The Diary of a Young Girl
Anne Frank (1947)
“A thirteen-year-old girl hiding from the Nazis wrote the most read diary in human history — and never knew it.”
Similar Books
Thematic connections across eras and genres — books that talk to each other.
Night
Elie Wiesel
The other foundational Holocaust witness text — written in retrospect by a survivor, stripping language to its barest minimum where Anne's expands and philosophizes. Read together, they define the genre's range.
Maus
Art Spiegelman
A son interviews his Holocaust-survivor father and turns it into a graphic novel. Where Anne's diary is primary witness, Maus examines what survives in memory and what it costs the next generation.
The Hiding Place
Corrie ten Boom
A Dutch Christian who hid Jewish families during the occupation — the perspective of the helpers, telling the same story from the outside.
Number the Stars
Lois Lowry
A fictional account of Danish Jews during WWII, written for middle school readers — often paired with Anne Frank in curricula as an accessible entry into Holocaust literature.

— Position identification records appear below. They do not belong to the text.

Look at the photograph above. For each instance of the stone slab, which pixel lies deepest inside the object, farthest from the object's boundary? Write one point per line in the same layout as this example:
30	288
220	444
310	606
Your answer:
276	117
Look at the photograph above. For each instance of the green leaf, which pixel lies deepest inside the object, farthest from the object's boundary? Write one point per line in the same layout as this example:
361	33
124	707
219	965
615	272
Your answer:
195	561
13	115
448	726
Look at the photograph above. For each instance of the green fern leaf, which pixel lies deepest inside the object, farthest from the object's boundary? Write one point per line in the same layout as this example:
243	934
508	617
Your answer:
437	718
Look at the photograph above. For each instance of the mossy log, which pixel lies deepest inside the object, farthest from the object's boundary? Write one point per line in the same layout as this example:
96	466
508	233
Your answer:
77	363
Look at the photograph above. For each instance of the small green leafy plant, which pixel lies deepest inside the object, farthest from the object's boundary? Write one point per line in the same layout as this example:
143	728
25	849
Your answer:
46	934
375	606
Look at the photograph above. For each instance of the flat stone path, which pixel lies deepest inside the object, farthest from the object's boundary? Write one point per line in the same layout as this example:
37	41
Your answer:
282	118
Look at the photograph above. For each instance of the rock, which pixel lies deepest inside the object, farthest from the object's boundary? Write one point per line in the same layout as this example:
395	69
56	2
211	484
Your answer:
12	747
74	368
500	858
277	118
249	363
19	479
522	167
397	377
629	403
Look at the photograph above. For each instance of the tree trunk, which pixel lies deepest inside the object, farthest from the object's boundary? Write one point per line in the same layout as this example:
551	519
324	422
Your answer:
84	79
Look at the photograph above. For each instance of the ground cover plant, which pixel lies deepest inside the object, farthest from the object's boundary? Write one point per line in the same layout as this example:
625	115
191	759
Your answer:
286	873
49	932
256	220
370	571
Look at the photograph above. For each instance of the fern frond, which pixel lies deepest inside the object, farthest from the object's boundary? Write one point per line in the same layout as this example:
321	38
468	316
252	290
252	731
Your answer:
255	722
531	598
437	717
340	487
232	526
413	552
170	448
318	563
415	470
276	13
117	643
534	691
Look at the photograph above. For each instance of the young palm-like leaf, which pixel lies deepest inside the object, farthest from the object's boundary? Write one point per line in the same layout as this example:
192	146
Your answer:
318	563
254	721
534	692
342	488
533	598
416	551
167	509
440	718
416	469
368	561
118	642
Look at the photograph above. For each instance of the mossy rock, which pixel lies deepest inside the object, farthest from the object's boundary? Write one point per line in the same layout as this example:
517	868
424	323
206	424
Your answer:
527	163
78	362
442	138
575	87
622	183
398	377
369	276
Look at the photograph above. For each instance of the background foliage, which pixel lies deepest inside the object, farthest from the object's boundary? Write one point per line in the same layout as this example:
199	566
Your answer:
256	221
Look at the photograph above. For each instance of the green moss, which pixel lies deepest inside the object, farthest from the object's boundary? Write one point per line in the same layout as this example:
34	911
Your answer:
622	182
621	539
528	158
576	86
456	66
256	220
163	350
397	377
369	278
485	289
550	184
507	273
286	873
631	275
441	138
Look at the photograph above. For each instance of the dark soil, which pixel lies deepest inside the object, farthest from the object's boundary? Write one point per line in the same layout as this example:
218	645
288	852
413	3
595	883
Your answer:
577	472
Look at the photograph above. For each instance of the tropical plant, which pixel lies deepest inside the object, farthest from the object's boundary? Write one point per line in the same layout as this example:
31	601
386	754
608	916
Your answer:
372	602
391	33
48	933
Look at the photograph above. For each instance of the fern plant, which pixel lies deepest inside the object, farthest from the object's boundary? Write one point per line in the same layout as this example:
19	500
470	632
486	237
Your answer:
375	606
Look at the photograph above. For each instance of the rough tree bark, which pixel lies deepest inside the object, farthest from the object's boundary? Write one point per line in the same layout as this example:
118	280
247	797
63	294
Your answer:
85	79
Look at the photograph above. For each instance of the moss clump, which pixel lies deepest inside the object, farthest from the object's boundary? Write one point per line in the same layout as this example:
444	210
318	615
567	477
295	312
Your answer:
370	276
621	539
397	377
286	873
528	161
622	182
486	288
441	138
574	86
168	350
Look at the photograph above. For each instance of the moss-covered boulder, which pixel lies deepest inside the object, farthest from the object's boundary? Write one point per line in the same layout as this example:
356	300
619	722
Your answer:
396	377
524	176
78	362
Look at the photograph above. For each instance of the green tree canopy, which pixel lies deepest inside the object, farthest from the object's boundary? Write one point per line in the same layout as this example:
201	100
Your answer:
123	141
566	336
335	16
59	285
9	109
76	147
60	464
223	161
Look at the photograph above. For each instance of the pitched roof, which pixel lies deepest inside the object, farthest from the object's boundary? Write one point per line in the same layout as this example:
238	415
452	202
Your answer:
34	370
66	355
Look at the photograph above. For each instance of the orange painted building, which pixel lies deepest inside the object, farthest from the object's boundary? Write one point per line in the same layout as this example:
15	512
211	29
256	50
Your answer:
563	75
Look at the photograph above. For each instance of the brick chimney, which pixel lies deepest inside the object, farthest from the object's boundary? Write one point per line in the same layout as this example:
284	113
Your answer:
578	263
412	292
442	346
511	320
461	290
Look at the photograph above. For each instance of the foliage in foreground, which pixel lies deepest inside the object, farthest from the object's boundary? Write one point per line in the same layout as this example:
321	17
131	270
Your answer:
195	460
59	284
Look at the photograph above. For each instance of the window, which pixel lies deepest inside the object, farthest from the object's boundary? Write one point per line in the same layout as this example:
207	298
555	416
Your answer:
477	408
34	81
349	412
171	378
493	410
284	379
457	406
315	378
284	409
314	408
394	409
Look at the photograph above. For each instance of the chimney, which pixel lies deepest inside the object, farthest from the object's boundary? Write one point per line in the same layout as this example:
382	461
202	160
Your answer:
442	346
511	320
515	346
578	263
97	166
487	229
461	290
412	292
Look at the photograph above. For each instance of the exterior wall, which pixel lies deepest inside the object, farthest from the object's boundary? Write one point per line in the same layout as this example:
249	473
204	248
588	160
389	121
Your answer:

The Boy in the Striped Pajamas
John Boyne
A fictional Holocaust narrative from a child's perspective — frequently read alongside Anne Frank, though it takes a very different and more controversial approach to the material.
The Complete Persepolis
Marjane Satrapi
A coming-of-age memoir under political oppression (the Iranian Revolution) with the same wry self-awareness and same dual consciousness — the child surviving history while also just trying to be a person.